The radius of the wire is a .

The constant current is the wire is I.

The gap between the wire is w<<a.

The expression for the current density is given as follows.

 $\mathit{J}\mathbf{=}\frac{\mathbf{I}}{\mathbf{A}}$

Here, A is the area of the wire.

Consider the figure of the wire with the gap.

Calculate the current density.

Substitute $\pi a^2$  for A into equation (1).

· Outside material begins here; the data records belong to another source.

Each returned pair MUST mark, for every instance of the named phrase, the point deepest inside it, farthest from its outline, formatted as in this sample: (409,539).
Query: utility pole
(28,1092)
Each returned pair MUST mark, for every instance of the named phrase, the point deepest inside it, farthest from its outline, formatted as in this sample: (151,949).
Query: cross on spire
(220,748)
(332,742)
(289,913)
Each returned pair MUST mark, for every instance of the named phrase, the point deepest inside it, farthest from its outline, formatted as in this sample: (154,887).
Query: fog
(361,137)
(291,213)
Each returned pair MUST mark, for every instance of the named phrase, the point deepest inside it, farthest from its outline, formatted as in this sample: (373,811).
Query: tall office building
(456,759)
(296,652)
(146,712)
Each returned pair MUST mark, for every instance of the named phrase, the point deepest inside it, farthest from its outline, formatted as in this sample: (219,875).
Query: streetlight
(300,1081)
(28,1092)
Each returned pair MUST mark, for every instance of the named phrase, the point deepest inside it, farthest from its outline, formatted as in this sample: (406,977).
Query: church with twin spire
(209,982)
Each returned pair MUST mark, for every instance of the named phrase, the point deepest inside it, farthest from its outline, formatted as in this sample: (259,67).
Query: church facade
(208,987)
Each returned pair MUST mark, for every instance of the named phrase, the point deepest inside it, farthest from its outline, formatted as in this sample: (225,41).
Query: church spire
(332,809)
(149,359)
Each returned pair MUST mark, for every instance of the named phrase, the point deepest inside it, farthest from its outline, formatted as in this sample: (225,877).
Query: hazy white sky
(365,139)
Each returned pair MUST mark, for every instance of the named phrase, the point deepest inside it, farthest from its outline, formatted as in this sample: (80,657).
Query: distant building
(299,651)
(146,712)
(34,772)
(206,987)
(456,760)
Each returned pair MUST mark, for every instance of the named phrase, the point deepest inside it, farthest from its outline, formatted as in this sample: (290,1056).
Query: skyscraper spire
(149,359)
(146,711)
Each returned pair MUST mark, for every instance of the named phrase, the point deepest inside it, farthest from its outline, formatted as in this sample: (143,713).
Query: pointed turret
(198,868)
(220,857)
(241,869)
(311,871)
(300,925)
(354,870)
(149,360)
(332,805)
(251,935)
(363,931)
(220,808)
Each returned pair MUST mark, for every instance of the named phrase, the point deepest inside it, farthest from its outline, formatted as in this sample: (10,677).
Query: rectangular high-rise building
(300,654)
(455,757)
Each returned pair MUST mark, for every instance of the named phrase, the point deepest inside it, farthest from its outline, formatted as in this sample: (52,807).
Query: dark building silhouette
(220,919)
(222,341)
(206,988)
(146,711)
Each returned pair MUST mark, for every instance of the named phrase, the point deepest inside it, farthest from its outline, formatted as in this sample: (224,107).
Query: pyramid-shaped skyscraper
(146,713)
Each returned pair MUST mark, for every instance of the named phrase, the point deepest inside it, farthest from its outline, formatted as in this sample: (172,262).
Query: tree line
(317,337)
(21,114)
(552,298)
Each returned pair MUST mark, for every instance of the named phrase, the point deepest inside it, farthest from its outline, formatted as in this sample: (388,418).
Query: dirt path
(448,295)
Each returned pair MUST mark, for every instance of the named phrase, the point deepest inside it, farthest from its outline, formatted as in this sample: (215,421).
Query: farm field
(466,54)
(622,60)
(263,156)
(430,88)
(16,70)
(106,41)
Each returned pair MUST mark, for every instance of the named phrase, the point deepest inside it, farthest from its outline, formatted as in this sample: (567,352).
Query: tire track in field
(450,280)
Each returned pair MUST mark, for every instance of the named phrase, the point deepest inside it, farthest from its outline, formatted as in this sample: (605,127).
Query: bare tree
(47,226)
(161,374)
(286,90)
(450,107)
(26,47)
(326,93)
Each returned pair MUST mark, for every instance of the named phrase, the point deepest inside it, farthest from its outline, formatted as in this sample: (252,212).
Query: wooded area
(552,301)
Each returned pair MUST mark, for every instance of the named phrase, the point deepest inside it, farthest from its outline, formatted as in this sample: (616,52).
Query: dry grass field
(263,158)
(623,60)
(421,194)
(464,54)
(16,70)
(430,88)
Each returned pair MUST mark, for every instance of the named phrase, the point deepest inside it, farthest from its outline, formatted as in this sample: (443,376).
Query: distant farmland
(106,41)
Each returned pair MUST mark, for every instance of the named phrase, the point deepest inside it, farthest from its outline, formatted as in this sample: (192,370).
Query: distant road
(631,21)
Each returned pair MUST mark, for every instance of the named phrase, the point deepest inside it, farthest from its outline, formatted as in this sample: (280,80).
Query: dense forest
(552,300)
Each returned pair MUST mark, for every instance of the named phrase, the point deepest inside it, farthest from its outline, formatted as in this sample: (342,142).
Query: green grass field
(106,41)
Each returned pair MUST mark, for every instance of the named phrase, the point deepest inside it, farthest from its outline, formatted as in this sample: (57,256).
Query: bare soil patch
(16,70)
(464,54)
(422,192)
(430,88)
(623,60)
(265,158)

 $J_d=\frac{I}{\pi a^2}\hat{z}$

The expression for the magnetic field from the Ampere’s law is given by,

 $$\begin{gathered} \oint B·dl={\mu }_0{I}_{d_{enc}} \\ B\left(2\pi s\right)={\mu }_0{I}_{d_{enc}} \\ B=\frac{{\mu }_0{I}_{d_{enc}}}{2\pi s} \end{gathered}$$

Substitute $J_d\left(\pi s^2\right)$  for $I_{d_{enc}}$into above equation.

 $$\begin{gathered} B=\frac{{\mu }_0{J}_d\left(\pi s^2\right)}{2\pi s} \\ B=\frac{{\mu }_0{J}_{d}s}{2} \end{gathered}$$

 Substitute $\frac{I}{\pi a^2}$ for$J_d$  into above equation.

 $$\begin{gathered} B=\frac{{\mu }_0\frac{I}{\pi a^2}s}{2} \\ B=\frac{{\mu }_{0}Is}{2\pi a^2} \end{gathered}$$

 Hence the magnetic field in the gap is$B=\frac{{\mu }_{0}Is}{2\pi a^2}$ .